NIgeria to lose ₦1.8 trillion in tax debt if Canal+ buys MultiChoice

Charles Ndubuisi Add a Comment Categories: Startups
2 Min Read
MUltiChoice

During a meeting at the Nigerian House of Representatives, Saidu Abdullahi announced to the congregation that there was a motive by a foreign entity to purchase the MultiChoice group and its subsidiaries in a mandatory takeover.

The issue with this transaction to the Nigerian Government is the fact that MultiChoice Nigeria has an outstanding tax debt, making the sale of the company result in a loss in taxes for Nigeria if actions to recover the funds are not made immediately.

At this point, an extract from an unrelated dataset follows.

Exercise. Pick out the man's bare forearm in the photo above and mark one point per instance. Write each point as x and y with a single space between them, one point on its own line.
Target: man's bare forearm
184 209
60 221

In an attempt to secure the MultiChoice outstanding tax debt, the Nigerian House of Representatives has taken the step forward to warn the potential buyer about the outstanding tax debt, which may have been omitted from the company’s financial report.

To further investigate this matter, a committee on finance by the Nigerian House of Representatives has been deployed to crosscheck the MultiChoice tax non-remittance, adopting the motion “Need to investigate the alleged unremitted ₦1.8 trillion and $342 million tax revenues owed the Federation by MultiChoice”.

According to Saidu Abdulahi, the Pay-TV Company is accused of concealing important tax information that was exposed from the company’s submission in South Africa. This act ignites the Nigerian House of Representatives’ right to probe MultiChoice based on Sections 88 and 89 of the 1999 Constitution.

To get the exact figure owed by the Pay-TV Company in tax debt, the FIRS made contact with a consultant to audit the outstanding debt obligations of the MultiChoice Group and subsidiaries operating in Nigeria spanning from 2011 to 2020.

According to the in-depth audit by the consultant, the MultiChoice group is said to owe ₦1.8 trillion while the Nigerian subsidiaries owe $342 million from the timeframe specified.